If you don't have psql
installed, you can run it from within the Docker container:
docker exec -it postgres psql --user postgres
This table exercises all of the Avro transformations:
create table test
(
sval text not null,
ival int not null,
lval bigint not null,
fval real,
dval double precision,
nval decimal(17,4),
dtval date,
tsval timestamp,
tsvaltz timestamp with time zone
);
Add a sample row:
insert into test (sval, ival, lval, fval, dval, nval, dtval, tsval, tsvaltz)
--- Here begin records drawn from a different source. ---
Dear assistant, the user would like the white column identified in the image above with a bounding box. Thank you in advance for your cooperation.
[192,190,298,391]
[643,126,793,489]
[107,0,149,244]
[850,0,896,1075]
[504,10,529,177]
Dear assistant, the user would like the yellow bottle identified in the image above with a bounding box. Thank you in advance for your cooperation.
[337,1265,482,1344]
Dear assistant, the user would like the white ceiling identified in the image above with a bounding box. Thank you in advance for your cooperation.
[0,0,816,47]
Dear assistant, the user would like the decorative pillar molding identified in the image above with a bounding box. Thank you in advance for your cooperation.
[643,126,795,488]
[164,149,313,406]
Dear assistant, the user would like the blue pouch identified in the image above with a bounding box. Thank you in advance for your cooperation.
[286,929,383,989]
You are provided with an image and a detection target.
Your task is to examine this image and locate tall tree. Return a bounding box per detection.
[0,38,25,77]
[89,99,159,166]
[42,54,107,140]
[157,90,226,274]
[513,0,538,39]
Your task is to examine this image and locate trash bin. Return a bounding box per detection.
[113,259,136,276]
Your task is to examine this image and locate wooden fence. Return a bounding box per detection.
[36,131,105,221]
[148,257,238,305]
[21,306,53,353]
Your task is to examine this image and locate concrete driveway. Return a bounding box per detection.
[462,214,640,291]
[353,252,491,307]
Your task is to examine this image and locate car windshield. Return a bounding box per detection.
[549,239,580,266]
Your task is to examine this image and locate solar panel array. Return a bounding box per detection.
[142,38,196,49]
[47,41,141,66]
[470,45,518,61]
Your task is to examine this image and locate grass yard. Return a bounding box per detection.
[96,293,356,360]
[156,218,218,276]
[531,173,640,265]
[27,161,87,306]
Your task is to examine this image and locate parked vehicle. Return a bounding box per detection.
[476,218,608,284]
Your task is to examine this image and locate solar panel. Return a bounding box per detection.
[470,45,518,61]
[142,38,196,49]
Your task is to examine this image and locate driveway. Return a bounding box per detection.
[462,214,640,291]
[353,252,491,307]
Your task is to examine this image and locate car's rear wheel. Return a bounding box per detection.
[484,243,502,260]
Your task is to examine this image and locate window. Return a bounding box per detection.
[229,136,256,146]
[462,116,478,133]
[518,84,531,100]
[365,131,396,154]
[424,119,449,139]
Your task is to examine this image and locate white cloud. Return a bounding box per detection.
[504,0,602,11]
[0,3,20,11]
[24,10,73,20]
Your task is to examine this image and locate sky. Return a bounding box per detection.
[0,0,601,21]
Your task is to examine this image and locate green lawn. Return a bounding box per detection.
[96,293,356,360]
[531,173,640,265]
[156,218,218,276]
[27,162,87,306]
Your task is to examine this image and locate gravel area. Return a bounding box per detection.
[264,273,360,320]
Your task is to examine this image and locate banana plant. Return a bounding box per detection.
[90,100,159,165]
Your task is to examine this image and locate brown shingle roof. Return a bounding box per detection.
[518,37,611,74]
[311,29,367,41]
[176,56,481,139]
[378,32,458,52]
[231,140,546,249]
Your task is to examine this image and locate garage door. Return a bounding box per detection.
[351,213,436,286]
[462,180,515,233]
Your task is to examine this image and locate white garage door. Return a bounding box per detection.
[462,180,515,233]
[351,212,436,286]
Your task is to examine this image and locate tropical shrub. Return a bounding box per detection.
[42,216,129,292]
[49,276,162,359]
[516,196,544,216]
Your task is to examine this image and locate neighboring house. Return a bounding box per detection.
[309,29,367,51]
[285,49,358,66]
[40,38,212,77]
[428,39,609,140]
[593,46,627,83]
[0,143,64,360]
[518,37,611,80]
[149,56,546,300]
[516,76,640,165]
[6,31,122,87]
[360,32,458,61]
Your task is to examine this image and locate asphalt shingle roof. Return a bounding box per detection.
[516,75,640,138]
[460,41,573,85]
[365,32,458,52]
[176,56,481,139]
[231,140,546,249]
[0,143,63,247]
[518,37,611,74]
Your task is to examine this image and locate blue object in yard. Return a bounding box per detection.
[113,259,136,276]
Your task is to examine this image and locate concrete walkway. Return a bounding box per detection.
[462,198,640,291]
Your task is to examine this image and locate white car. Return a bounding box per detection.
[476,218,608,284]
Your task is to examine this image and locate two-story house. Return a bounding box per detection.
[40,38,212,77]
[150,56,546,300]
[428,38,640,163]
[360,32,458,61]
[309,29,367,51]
values ('abc', 123, 4567890123456789012, 1.1, 2.1, 3.1, current_date, current_timestamp, current_timestamp);
Then, you should be able to run the extractor, and see output like the following:
java -jar target/jdbc_avro-*.jar test test.avro
2022-12-09 13:22:07,056 DEBUG [main] c.c.e.a.ResultSetHandler - creating schema from 9 field handlers
2022-12-09 13:22:07,058 DEBUG [main] c.c.e.a.ResultSetHandler - schema: {"type":"record","name":"test","namespace":"com.chariotsolutions.example","doc":"","fields":[{"name":"sval","type":"string"},{"name":"ival","type":"int"},{"name":"lval","type":"long"},{"name":"fval","type":["float","null"]},{"name":"dval","type":["double","null"]},{"name":"nval","type":[{"type":"bytes","logicalType":"decimal","precision":17,"scale":4},"null"]},{"name":"dtval","type":[{"type":"int","logicalType":"date"},"null"]},{"name":"tsval","type":[{"type":"long","logicalType":"timestamp-millis"},"null"]},{"name":"tsvaltz","type":[{"type":"long","logicalType":"timestamp-millis"},"null"]}]}
2022-12-09 13:22:07,083 INFO [main] c.c.e.a.ResultSetHandler - wrote 1 rows
Lastly, you can use the avro-tools program to inspect the contents of the file:
java -jar $HOME/.m2/repository/org/apache/avro/avro-tools/1.11.1/avro-tools-1.11.1.jar tojson test.avro
{"sval":"abc","ival":123,"lval":4567890123456789012,"fval":{"float":1.1},"dval":{"double":2.1},"nval":{"bytes":"y\u0018"},"dtval":{"int":19335},"tsval":{"long":1670633100340},"tsvaltz":{"long":1670615100340}}
There are a few things that I want to call out from this example.
First, note that the fields with logical types are reported as their base types (eg, tsval
as
long
, nval
as bytes
). You will need to load into some other tool (such as Amazon Athena)
to see the logical values.
Second, if you look at tsval
and tsvaltz
you'll see that the values are different, even though
they were both populated from current_timestamp
(and the values are the same when retrieved with
psql
). This happens because the Postgres JDBC driver interprets timestamps without timezones as
a local timestamp. In other words: I inserted that value at 14:45:00 Eastern time, which was
19:45:00 UTC, and Postgres stored the value 19:45:00 in both fields; however, when I retrieved it,
the JDBC driver treated it as 19:45:00 Eastern time. Not at all intuitive, and a reminder to
Always use TIMESTAMP WITH TIME ZONE.